BMKG Ungkap Penyebab Terjadinya Cuaca Ekstrem

Perubahan iklim menyebabkan frekuensi cuaca ekstrem di Indonesia terjadi makin sering

ADITYA PRADANA PUTRA/ANTARA
Sebuah pohon mengering di lokasi terdampak banjir bandang di Adonara Timur, Kabupaten Flores Timur, Nusa Tenggara Timur (NTT), Selasa (6/4/2021). Cuaca ekstrem akibat siklon tropis Seroja telah memicu bencana alam di sejumlah wilayah di NTT dan mengakibatkan rusaknya ribuan rumah warga dan fasilitas umum.
Red: Dwi Murdaningsih

REPUBLIKA.CO.ID, JAKARTA -- Badan Meteorologi, Klimatologi dan Geofisika (BMKG) menyatakan dampak perubahan iklim global terhadap La Nina menyebabkan frekuensi cuaca ekstrem di Indonesia terjadi makin sering.
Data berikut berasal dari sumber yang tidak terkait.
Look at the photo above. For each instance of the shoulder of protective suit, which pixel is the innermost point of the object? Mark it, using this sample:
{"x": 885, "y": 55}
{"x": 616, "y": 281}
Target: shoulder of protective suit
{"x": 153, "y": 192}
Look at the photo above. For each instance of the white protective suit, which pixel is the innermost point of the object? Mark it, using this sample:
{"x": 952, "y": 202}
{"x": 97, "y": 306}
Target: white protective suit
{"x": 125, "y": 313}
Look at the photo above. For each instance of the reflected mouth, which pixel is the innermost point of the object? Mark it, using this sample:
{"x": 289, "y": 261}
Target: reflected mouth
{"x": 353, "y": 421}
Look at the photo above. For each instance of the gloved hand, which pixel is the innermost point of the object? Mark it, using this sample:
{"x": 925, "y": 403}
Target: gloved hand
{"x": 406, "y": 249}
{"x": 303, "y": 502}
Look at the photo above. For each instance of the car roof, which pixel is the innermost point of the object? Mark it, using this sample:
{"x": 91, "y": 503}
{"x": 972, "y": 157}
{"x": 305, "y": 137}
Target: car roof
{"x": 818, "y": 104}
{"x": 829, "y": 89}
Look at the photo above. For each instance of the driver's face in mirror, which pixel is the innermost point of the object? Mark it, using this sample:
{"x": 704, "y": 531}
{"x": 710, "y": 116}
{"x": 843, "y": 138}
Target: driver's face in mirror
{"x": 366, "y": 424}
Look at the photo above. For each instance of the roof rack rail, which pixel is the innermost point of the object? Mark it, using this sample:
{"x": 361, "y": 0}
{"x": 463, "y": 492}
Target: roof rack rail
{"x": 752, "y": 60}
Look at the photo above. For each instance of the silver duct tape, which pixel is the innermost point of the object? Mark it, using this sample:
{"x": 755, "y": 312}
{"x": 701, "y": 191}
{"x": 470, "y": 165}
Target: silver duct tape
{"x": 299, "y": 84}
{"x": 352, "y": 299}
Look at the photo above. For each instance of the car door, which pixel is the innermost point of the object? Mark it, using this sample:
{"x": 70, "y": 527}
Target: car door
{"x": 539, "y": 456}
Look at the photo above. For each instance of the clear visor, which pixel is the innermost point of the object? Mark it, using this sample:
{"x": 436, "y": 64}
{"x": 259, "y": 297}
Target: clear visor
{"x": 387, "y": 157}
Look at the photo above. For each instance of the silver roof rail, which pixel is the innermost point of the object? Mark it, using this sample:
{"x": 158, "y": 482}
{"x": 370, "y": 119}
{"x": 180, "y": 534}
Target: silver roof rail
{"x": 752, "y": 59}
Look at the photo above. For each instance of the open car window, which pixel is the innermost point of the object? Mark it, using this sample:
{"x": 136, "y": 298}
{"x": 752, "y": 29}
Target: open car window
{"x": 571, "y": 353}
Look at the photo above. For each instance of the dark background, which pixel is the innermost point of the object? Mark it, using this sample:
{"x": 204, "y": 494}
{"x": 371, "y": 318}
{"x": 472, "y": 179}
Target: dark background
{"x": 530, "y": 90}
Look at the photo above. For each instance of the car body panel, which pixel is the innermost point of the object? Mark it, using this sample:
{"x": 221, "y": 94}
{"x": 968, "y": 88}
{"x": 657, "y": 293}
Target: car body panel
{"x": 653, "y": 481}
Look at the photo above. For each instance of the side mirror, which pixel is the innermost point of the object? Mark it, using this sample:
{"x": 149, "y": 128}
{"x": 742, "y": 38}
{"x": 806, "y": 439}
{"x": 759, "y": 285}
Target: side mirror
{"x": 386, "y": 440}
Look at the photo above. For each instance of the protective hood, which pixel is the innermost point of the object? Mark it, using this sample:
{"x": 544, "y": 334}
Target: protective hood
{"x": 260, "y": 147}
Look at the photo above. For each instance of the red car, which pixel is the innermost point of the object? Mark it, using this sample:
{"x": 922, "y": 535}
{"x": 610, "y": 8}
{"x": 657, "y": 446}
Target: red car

Dampak perubahan iklim ini diproyeksikan sampai akhir abad ke-21.

Baca Juga

"Kondisi ekstrem saat musim hujan itu akan semakin basah, dan apabila kemarau pun akan semakin kering dan frekuensi kejadian periode ulangnya semakin pendek dan intensitasnya tinggi," kata Kepala BMKG Dwikorita Karnawati.

Ia menjelaskan melalui peningkatan curah hujan ekstrem yang terjadi di Jakarta, sejak tahun 1900-1950, baru terjadi dua kali hujan ekstrem dengan intensitas tinggi 145 mm dalam sehari. Namun sejak tahun 1980 bahkan 1990 kejadian hujan ekstrem itu bisa terjadi hanya 2-5 tahun.

Selain itu dampak perubahan iklim lainnya yakni siklon tropis. Seharusnya, kata dia, siklon tropis dapat luruh, karena adanya gaya coriolis akibat rotasi bumi di lintang 0 sampai 10 derajat.

"Namun faktanya, Siklon Tropis Seroja menembus 10 derajat lintang selatan. Berdasarkan teori tersebut, kemungkinan besar penyebabnya adalah dampak perubahan iklim yang menyebabkan pergeseran," katanya.

Dia menegaskan bahwa ada lonjakan jumlah peringatan dini yang dikeluarkan BMKG sejak tahun 2016. Peringatan dini setiap tiga harian mengalami lonjakan sejak tahun 2016, mencapai 730 kali dibandingkan tahun sebelumnya yang hanya sekitar 100 kali.

Sementara di tahun 2017, peringatan dini setiap tiga harian meningkat hampir tujuh kali dari tahun sebelumnya. "Karena memang fenomena cuaca ekstrem, membuat semakin melompat terjadinya," ucap Dwikorita.